Couch to Consciousness

Couch to Consciousness is a short challenge designed to promote holistic well-being, through the building up of a few simple habits. 

Over 4 weeks, C2C introduces 6 simple habits into your life, to form the foundation of a happier, healthier way of living, better for you and better for our world. The habits are in 6 areas: self-care, gratitude, kindness, mindfulness, self-awareness and creativity.

Each day, for 30 days, you'll be given a set of simple tasks. You can access the challenge as a document here:

https://docs.google.com/document/d/17gPlaIiHRCO4vK2hlSPscumPI-U0qjIjWkG-W4tTuEM/edit?usp=sharing 


The Couch to Consciousness Challenge:


Day 1:

  • Drink a glass of water first thing in the morning.

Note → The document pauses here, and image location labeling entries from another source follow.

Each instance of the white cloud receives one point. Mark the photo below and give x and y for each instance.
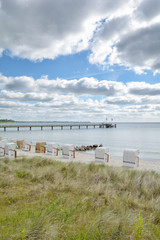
(81, 99)
(116, 32)
(45, 29)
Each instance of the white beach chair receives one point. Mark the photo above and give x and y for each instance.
(68, 151)
(26, 146)
(101, 154)
(52, 149)
(131, 158)
(2, 148)
(10, 150)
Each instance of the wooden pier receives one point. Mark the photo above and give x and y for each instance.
(61, 126)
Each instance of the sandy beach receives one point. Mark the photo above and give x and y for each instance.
(89, 158)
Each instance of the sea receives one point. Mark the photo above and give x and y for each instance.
(142, 136)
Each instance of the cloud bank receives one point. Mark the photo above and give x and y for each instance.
(116, 32)
(78, 99)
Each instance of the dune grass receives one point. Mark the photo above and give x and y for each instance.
(45, 199)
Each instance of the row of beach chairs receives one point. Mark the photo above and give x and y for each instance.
(8, 150)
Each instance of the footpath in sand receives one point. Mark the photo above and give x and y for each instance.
(89, 158)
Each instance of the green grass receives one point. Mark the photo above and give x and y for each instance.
(45, 199)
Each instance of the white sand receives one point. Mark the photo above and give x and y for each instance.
(89, 158)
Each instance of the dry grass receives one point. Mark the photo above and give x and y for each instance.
(45, 199)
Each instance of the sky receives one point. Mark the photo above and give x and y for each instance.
(88, 60)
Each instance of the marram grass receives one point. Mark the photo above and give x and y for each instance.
(43, 199)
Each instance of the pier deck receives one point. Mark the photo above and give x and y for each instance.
(61, 126)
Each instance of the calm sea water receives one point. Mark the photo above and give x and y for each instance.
(142, 136)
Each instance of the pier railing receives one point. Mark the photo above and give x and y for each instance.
(61, 126)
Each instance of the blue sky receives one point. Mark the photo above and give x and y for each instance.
(66, 60)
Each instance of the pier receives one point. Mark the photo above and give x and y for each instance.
(41, 126)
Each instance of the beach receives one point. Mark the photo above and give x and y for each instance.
(87, 158)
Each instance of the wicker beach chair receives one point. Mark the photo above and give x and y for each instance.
(20, 144)
(101, 154)
(10, 150)
(68, 151)
(28, 146)
(52, 149)
(2, 148)
(40, 147)
(131, 158)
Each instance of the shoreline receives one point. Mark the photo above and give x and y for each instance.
(87, 158)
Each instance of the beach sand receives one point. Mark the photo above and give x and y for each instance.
(89, 158)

It's a small, simple task of self-care that everyone can do. It may seem insignificant, but it's a great way to show love to our bodies, for we all wake up slightly dehydrated after a nights sleep. There is a saying, "win the morning, win the day" and having a glass of water is a great way to win the morning, refreshing ourselves from the beginning, so we can start the day re-energised.

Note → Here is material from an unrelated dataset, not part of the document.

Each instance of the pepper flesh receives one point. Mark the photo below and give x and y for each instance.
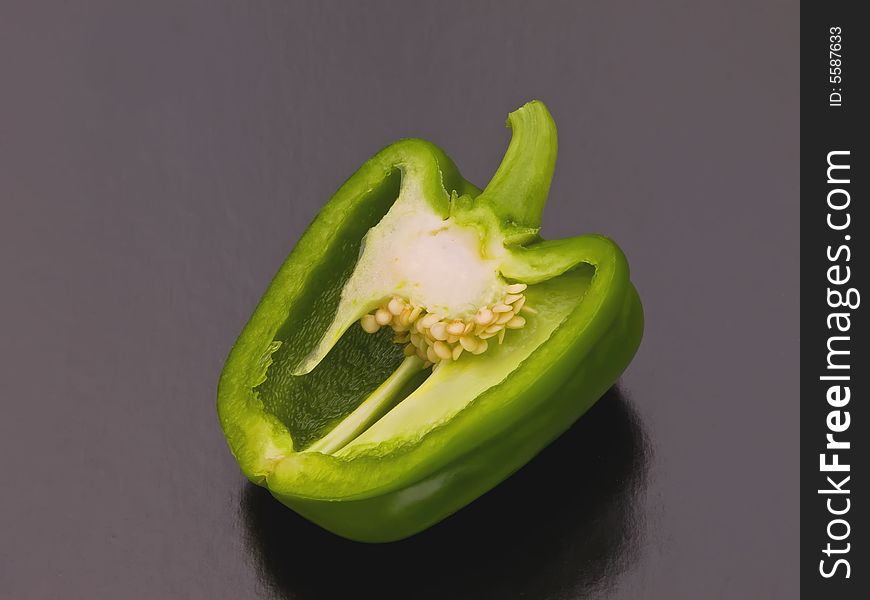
(407, 447)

If you want to help yourself establish drinking a glass of water in the morning as a new habit, fill a glass of water the night before and place it near your bed, ready for the morning.


Day 2:

  • Drink a glass of water first thing in the morning.


Day 3:

  • Drink a glass of water first thing in the morning.


Day 4:

  • Drink a glass of water first thing in the morning.

  • Write down one thing you are grateful for.

This is a simple task, but incredibly powerful, helping to strengthen our gratitude muscles. It only takes a minute, and it has been shown to make you happier when built into a habit. The things might be big things, like your health, safety, shelter, your friends and family, income, food and water, etc., or small things, like last night's sunset, a good night's sleep, a tasty meal or a nice cup of tea. Whatever they are, by writing something each morning, we gradually become more aware of all the many gifts in our lives.

If you want to help yourself to establish writing something you are grateful for as a new habit, take a pen and paper the night before and place them near your bed, ready for the morning.


Day 5:

  • Drink a glass of water first thing in the morning.

  • Write down one thing you are grateful for.


Day 6:

  • Drink a glass of water first thing in the morning.

  • Write down one thing you are grateful for.


Day 7:

  • Drink a glass of water first thing in the morning.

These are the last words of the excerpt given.